Xavier Newman-Johnson

No. 64 – New England Patriots
- Position: Guard
- Roster status: Practice squad

Personal information
- Born: August 4, 1999 (age 27) DeSoto, Texas, U.S.
- Listed height: 6 ft 2 in (1.88 m)
- Listed weight: 297 lb (135 kg)

Career information
- High school: DeSoto
- College: Baylor (2017–2021)
- NFL draft: 2022: undrafted

Career history
- Tennessee Titans (2022–2023); New York Jets (2023–2026); New England Patriots (2026–present)*;
- * Offseason or practice squad member only

Career NFL statistics as of 2025
- Games played: 25
- Games started: 5
- Stats at Pro Football Reference

= Xavier Newman-Johnson =

American football player (born 1999)

Xavier Newman-Johnson (born Xavier Newman; August 4, 1999) is an American professional football guard for the New England Patriots of the National Football League (NFL). He played college football for the Baylor Bears and was signed by the Tennessee Titans as an undrafted free agent in .

==Early life==
Newman-Johnson was born on August 4, 1999, in DeSoto, Texas. He attended DeSoto High School and was an All-American and all-state selection in football. He was ranked among the top 300 best recruits nationally by ESPN and helped his team average 540 offensive yards-per-game as a senior. Newman-Johnson initially committed to play college football at Texas.

Newman-Johnson later flipped his commitment to Colorado, then to Baylor. As a true freshman at Baylor, he appeared in 11 games, starting eight as a left guard. The following season, Newman-Johnson started three games at left guard and appeared in a further four. As a junior, he started eight games at right guard and appeared in a total of 10. In his senior season, he appeared in five games, starting four, three of which came at left guard and the remaining one at center.

After being given an extra year of eligibility due to the COVID-19 pandemic, Newman-Johnson opted to return to Baylor in 2021 for a fifth season. That year, he started all 14 games at left guard and helped the team average 219.3 rushing yards per-game, which placed 10th in the nation. He was an honorable mention all-conference selection and finished his college career with 47 games played and 37 starts.

==Professional career==

Pre-draft measurables
| Height | Weight | Arm length | Hand span | Wingspan | 40-yard dash | 10-yard split | 20-yard split | 20-yard shuttle | Three-cone drill | Vertical jump | Bench press |
| 6 ft 1+7⁄8 in (1.88 m) | 297 lb (135 kg) | 33+1⁄4 in (0.84 m) | 9+3⁄4 in (0.25 m) | 6 ft 7+3⁄4 in (2.03 m) | 5.13 s | 1.72 s | 2.95 s | 4.75 s | 8.32 s | 27.0 in (0.69 m) | 23 reps |
All values from Pro Day

===Tennessee Titans===
After going unselected in the 2022 NFL draft, Newman-Johnson was signed by the Tennessee Titans as an undrafted free agent. He was waived at the final roster cuts, but was subsequently brought back to the practice squad. Newman-Johnson was signed to the active roster on December 23, and made his NFL debut six days later against the Dallas Cowboys.

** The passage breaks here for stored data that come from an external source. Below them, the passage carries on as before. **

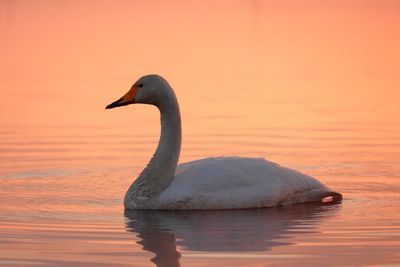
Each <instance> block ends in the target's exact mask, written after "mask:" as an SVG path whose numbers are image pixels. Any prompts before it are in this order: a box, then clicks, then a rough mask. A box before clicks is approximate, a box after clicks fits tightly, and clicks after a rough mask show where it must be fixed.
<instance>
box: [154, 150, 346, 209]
mask: <svg viewBox="0 0 400 267" xmlns="http://www.w3.org/2000/svg"><path fill="white" fill-rule="evenodd" d="M327 196H332V197H334V198H335V197H336V198H339V197H341V195H340V194H338V193H335V192H332V191H330V190H329V189H328V188H327V187H325V186H324V185H323V184H321V183H320V182H318V181H317V180H316V179H314V178H312V177H311V176H308V175H305V174H302V173H300V172H297V171H295V170H292V169H288V168H285V167H281V166H280V165H278V164H276V163H273V162H269V161H267V160H265V159H262V158H240V157H221V158H206V159H201V160H197V161H192V162H188V163H183V164H180V165H179V166H178V167H177V170H176V176H175V178H174V180H173V181H172V182H171V184H170V185H169V186H168V187H167V188H166V189H165V190H164V191H163V192H162V193H161V194H160V196H159V198H158V201H157V202H158V203H157V204H156V205H157V206H158V207H157V208H162V209H235V208H254V207H273V206H279V205H287V204H293V203H305V202H316V201H321V200H322V199H323V198H324V197H327Z"/></svg>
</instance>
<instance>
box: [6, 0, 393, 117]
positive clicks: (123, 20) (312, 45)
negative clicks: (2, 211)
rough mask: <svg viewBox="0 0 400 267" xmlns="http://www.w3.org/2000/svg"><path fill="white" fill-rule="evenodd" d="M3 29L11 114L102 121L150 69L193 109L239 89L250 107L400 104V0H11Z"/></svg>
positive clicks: (237, 97)
mask: <svg viewBox="0 0 400 267" xmlns="http://www.w3.org/2000/svg"><path fill="white" fill-rule="evenodd" d="M0 38H1V40H2V41H1V43H0V61H1V63H0V71H1V73H0V75H1V76H0V78H1V83H0V86H1V88H0V90H1V94H2V97H1V99H0V104H1V105H2V106H4V107H6V108H4V109H3V110H2V112H1V114H0V122H3V123H6V124H14V123H19V124H21V123H22V124H30V123H37V122H42V123H45V122H55V121H59V120H64V121H65V120H66V121H69V122H71V123H78V122H82V123H91V122H93V123H95V124H96V120H97V119H101V118H102V116H104V113H103V110H102V109H103V107H104V106H105V104H107V103H108V102H110V101H111V100H115V99H116V98H118V97H120V95H122V94H123V93H125V91H126V90H127V89H128V88H129V86H130V85H131V84H132V83H133V82H134V80H135V79H136V78H138V77H139V76H140V75H143V74H147V73H160V74H162V75H164V76H165V77H166V78H167V79H168V80H170V81H171V83H172V84H173V86H174V87H175V90H176V91H177V93H178V96H179V98H180V103H181V106H182V109H183V110H184V111H185V113H186V114H192V113H193V114H198V113H199V112H202V110H205V111H208V112H212V113H214V114H222V115H227V114H236V113H237V103H235V104H234V105H233V104H232V102H231V100H234V101H235V102H237V98H238V97H239V98H240V99H242V100H243V101H241V103H240V106H241V109H242V111H243V112H248V114H254V113H260V112H261V113H265V114H266V115H268V113H269V111H266V110H265V109H264V107H262V106H260V105H255V104H254V103H253V102H254V99H255V98H257V99H262V100H265V101H269V102H273V103H278V102H279V101H281V102H287V103H290V102H296V101H297V102H298V101H319V102H321V103H322V104H321V106H323V107H327V108H331V109H332V108H335V107H337V108H344V109H345V108H353V107H360V108H364V109H365V108H367V109H374V110H373V113H374V114H375V113H376V114H381V113H382V114H383V115H385V114H386V115H390V116H392V115H393V114H399V113H398V109H397V99H398V98H399V94H400V93H399V90H398V88H399V85H400V79H399V78H398V77H400V49H398V47H400V2H398V1H371V0H364V1H361V0H360V1H318V0H314V1H311V0H310V1H183V2H182V1H146V2H143V1H112V2H111V1H72V2H71V1H10V0H8V1H7V0H3V1H1V2H0ZM204 103H207V104H206V105H205V104H204ZM382 106H383V107H385V109H384V110H379V109H377V107H382ZM144 109H146V108H144ZM49 110H51V111H52V114H53V115H54V116H53V117H52V118H49V116H48V114H49V112H48V111H49ZM67 111H68V112H67ZM235 112H236V113H235ZM71 114H79V116H71ZM382 114H381V115H382ZM309 115H310V114H309ZM309 115H307V114H306V112H304V113H303V116H309ZM381 115H379V116H381ZM383 115H382V116H383ZM310 116H311V115H310ZM304 118H305V119H306V120H307V119H308V117H304ZM377 119H378V118H377Z"/></svg>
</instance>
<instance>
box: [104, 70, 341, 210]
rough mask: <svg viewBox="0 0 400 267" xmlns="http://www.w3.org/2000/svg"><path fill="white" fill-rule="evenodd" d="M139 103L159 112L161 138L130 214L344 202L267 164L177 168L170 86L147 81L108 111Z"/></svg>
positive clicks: (257, 161) (108, 105)
mask: <svg viewBox="0 0 400 267" xmlns="http://www.w3.org/2000/svg"><path fill="white" fill-rule="evenodd" d="M136 103H141V104H150V105H155V106H156V107H157V108H158V109H159V110H160V113H161V136H160V141H159V144H158V147H157V150H156V152H155V154H154V156H153V158H152V159H151V160H150V162H149V164H148V165H147V167H146V168H145V169H144V170H143V171H142V172H141V173H140V175H139V177H138V178H137V179H136V180H135V181H134V182H133V183H132V185H131V186H130V188H129V189H128V191H127V192H126V195H125V200H124V204H125V209H128V210H132V209H239V208H259V207H273V206H279V205H288V204H294V203H305V202H321V201H324V200H326V199H329V200H330V201H340V200H341V199H342V195H341V194H339V193H337V192H333V191H331V190H330V189H328V188H327V187H326V186H324V185H323V184H322V183H320V182H319V181H317V180H316V179H314V178H312V177H310V176H308V175H305V174H302V173H300V172H297V171H295V170H291V169H288V168H285V167H281V166H279V165H278V164H276V163H272V162H270V161H267V160H265V159H262V158H240V157H219V158H206V159H201V160H196V161H191V162H187V163H183V164H180V165H178V166H177V164H178V159H179V153H180V149H181V117H180V112H179V105H178V101H177V99H176V96H175V93H174V91H173V90H172V88H171V86H170V85H169V84H168V82H167V81H166V80H165V79H163V78H162V77H160V76H158V75H147V76H144V77H142V78H140V79H139V80H138V81H137V82H136V83H135V84H134V85H133V86H132V87H131V89H130V90H129V91H128V92H127V93H126V94H125V95H124V96H123V97H122V98H120V99H119V100H117V101H115V102H113V103H111V104H110V105H108V106H107V107H106V109H110V108H114V107H119V106H125V105H129V104H136Z"/></svg>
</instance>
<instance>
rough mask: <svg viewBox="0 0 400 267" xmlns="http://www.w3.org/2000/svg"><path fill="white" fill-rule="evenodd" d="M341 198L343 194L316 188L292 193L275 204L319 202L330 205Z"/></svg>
mask: <svg viewBox="0 0 400 267" xmlns="http://www.w3.org/2000/svg"><path fill="white" fill-rule="evenodd" d="M342 199H343V195H342V194H340V193H338V192H335V191H330V190H329V189H326V188H318V189H313V190H308V191H305V192H297V193H295V194H292V195H290V196H288V197H286V198H285V199H283V200H282V201H280V202H279V203H278V204H277V206H287V205H290V204H301V203H310V202H313V203H320V204H323V205H332V204H337V203H340V202H341V201H342Z"/></svg>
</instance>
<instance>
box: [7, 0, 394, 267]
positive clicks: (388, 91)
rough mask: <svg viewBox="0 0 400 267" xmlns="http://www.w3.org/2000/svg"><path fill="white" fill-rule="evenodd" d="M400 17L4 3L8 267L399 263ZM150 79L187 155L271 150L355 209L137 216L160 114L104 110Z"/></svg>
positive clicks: (7, 257) (81, 2) (227, 154)
mask: <svg viewBox="0 0 400 267" xmlns="http://www.w3.org/2000/svg"><path fill="white" fill-rule="evenodd" d="M399 15H400V5H399V4H398V3H397V2H396V1H371V0H368V1H363V2H361V1H335V2H326V3H321V2H320V1H311V0H310V1H296V2H295V3H291V4H289V2H281V1H234V2H232V1H218V2H214V1H203V2H191V1H189V2H184V3H183V2H178V1H168V3H167V2H162V1H152V2H146V3H139V2H135V1H117V2H111V1H100V2H97V1H96V2H95V1H81V2H71V1H37V2H35V3H33V2H32V1H2V2H1V3H0V38H1V40H2V41H1V42H0V61H1V63H0V71H1V72H0V90H1V97H0V106H1V112H0V126H1V127H0V265H2V266H36V265H38V266H40V265H44V266H46V265H47V266H291V265H297V266H310V265H315V266H320V265H328V266H331V265H338V266H346V265H347V266H354V265H360V266H377V265H378V266H397V265H399V264H400V249H399V248H400V109H399V106H398V102H399V99H400V93H399V90H398V89H399V88H400V78H399V77H400V50H399V49H398V47H400V19H399V18H400V16H399ZM3 40H4V41H3ZM148 73H159V74H161V75H163V76H164V77H165V78H166V79H167V80H168V81H169V82H170V83H171V85H172V87H173V88H174V90H175V92H176V94H177V97H178V100H179V103H180V107H181V113H182V123H183V144H182V151H181V157H180V162H186V161H191V160H195V159H199V158H203V157H211V156H233V155H236V156H244V157H262V158H266V159H268V160H271V161H274V162H277V163H279V164H281V165H283V166H286V167H290V168H294V169H297V170H299V171H302V172H304V173H307V174H309V175H312V176H314V177H316V178H318V180H320V181H322V182H323V183H324V184H326V185H328V186H329V187H330V188H332V189H334V190H336V191H338V192H341V193H342V194H343V196H344V199H343V201H342V202H341V203H336V204H333V205H315V204H309V205H293V206H287V207H279V208H266V209H249V210H227V211H223V210H218V211H129V212H128V211H124V208H123V197H124V194H125V192H126V190H127V188H128V187H129V186H130V184H131V183H132V181H133V180H134V179H135V178H136V177H137V175H138V174H139V172H140V171H141V170H142V169H143V168H144V166H145V165H146V164H147V162H148V161H149V159H150V158H151V156H152V154H153V152H154V150H155V148H156V146H157V143H158V138H159V131H160V126H159V113H158V110H157V109H156V108H154V107H151V106H146V105H134V106H127V107H121V108H118V109H113V110H105V109H104V108H105V106H106V105H107V104H109V103H111V102H113V101H114V100H116V99H118V98H119V97H121V96H122V95H123V94H124V93H125V92H126V91H127V90H128V89H129V88H130V86H131V85H132V84H133V83H134V82H135V81H136V79H138V78H139V77H140V76H142V75H145V74H148Z"/></svg>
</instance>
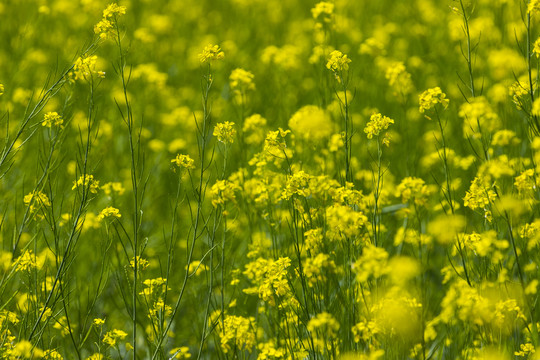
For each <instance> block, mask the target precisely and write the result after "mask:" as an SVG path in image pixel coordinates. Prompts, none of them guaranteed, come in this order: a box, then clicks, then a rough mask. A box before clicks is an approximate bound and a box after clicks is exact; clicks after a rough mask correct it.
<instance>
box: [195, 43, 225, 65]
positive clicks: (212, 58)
mask: <svg viewBox="0 0 540 360" xmlns="http://www.w3.org/2000/svg"><path fill="white" fill-rule="evenodd" d="M224 57H225V53H224V52H223V51H222V50H221V48H220V47H219V46H218V45H213V44H208V45H206V46H205V47H204V50H203V51H202V53H200V54H199V61H200V62H201V63H206V62H208V63H209V62H210V61H215V60H221V59H223V58H224Z"/></svg>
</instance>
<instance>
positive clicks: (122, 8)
mask: <svg viewBox="0 0 540 360" xmlns="http://www.w3.org/2000/svg"><path fill="white" fill-rule="evenodd" d="M125 13H126V7H125V6H118V4H115V3H112V4H109V5H108V6H107V7H106V8H105V10H103V18H104V19H106V18H110V17H114V16H119V15H125Z"/></svg>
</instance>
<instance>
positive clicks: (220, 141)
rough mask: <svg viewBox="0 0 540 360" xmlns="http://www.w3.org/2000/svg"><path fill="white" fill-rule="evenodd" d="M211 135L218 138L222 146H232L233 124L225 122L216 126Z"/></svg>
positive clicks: (235, 133) (232, 137)
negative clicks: (212, 133)
mask: <svg viewBox="0 0 540 360" xmlns="http://www.w3.org/2000/svg"><path fill="white" fill-rule="evenodd" d="M213 135H214V136H216V137H217V138H218V141H220V142H222V143H224V144H232V143H233V142H234V136H235V135H236V130H235V128H234V123H233V122H230V121H225V122H224V123H219V124H216V127H214V133H213ZM192 161H193V160H192Z"/></svg>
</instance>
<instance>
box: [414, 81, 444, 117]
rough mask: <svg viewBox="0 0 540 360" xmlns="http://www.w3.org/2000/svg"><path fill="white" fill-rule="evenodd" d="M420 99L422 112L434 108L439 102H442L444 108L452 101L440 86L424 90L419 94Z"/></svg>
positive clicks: (418, 97)
mask: <svg viewBox="0 0 540 360" xmlns="http://www.w3.org/2000/svg"><path fill="white" fill-rule="evenodd" d="M418 100H419V103H420V112H421V113H423V112H425V111H426V110H429V109H431V108H433V107H434V106H435V105H437V104H441V105H442V106H443V107H444V108H447V107H448V103H449V102H450V100H448V99H447V98H446V94H445V93H443V92H442V90H441V88H440V87H438V86H437V87H434V88H432V89H427V90H426V91H424V92H423V93H422V94H420V95H419V96H418Z"/></svg>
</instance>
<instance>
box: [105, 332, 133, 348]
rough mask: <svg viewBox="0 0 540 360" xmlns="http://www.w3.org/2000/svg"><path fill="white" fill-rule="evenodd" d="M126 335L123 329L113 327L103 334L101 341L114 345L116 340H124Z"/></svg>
mask: <svg viewBox="0 0 540 360" xmlns="http://www.w3.org/2000/svg"><path fill="white" fill-rule="evenodd" d="M126 336H127V333H126V332H125V331H122V330H118V329H114V330H111V331H109V332H107V333H106V334H105V336H104V337H103V342H104V343H105V344H107V345H109V346H115V345H116V344H117V342H118V340H124V339H125V338H126Z"/></svg>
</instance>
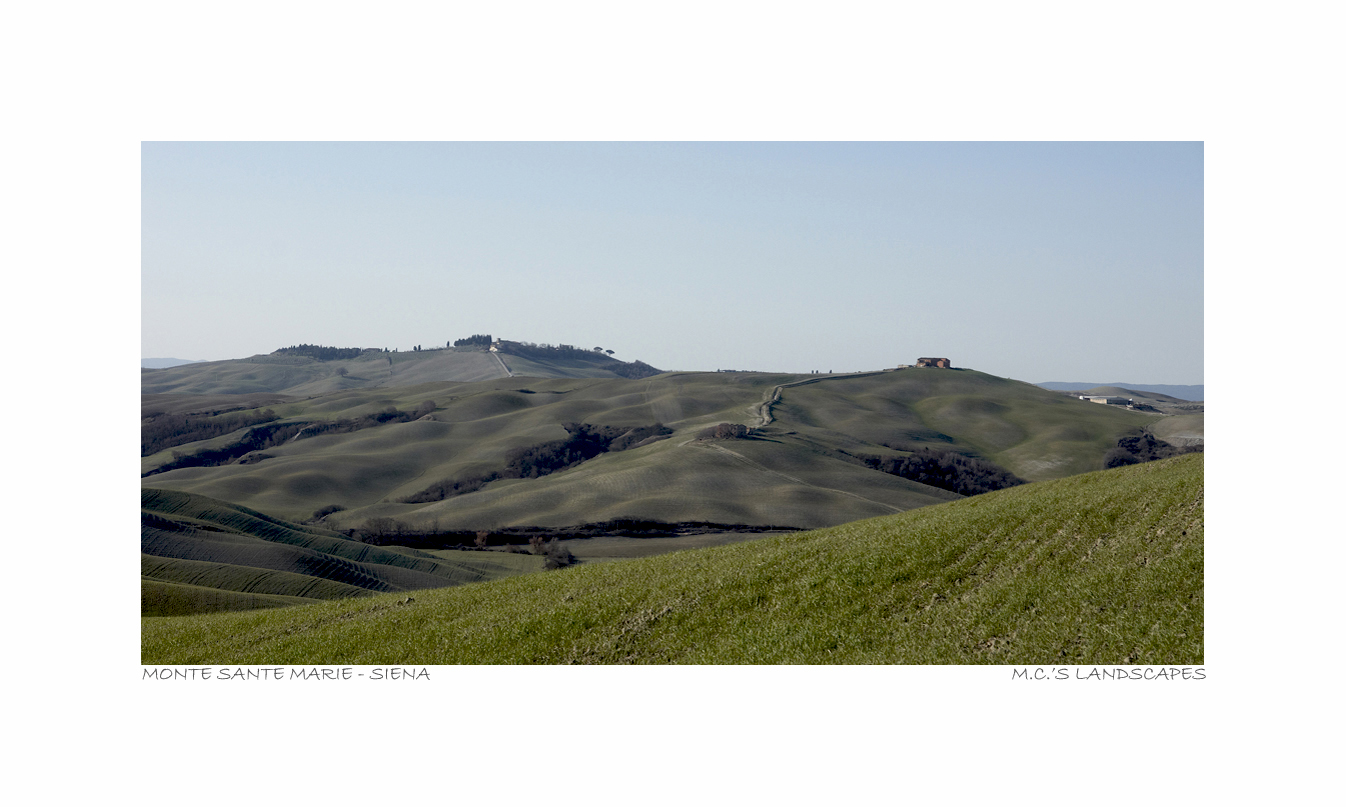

Newman made the Titans' final roster in 2023. He was waived on October 2, 2023.

===New York Jets===
On October 5, 2023, Newman was signed to the New York Jets' practice squad. He played both guard and center for the Jets on October 29 against the New York Giants. He was signed to the active roster on November 23. He was waived on December 2 and re-signed to the practice squad. He was signed back to the active roster on December 16.

On October 20, 2024, Newman suffered a high-impact hit during a game versus the Pittsburgh Steelers, and as he began to walk back to the Jets team bench, he collapsed on the Jets sideline. He was conscious, but unable to move his body after being loaded on to the gurney. He was taken to a local hospital for further evaluation. It was reported later in the game that Newman had regained some movement in his limbs after he squeezed the hand of one of the athletic trainers as he was leaving for the hospital. The next day, Newman was released from the hospital after his tests came back negative for major injury and was able to return to the Jets following their 37-15 loss to the Steelers.

On April 2, 2025, Newman re-signed with the Jets. He made five appearances for New York during the regular season. On January 3, 2026, Newman-Johnson was placed on season-ending injured reserve due to a knee injury.

On March 12, 2026, Newman-Johnson re-signed with the Jets. He was released on August 30 and re-signed to the practice squad. He was released on September 15.

===New England Patriots===
On September 17, 2026, Newman-Johnson signed with the New England Patriots practice squad.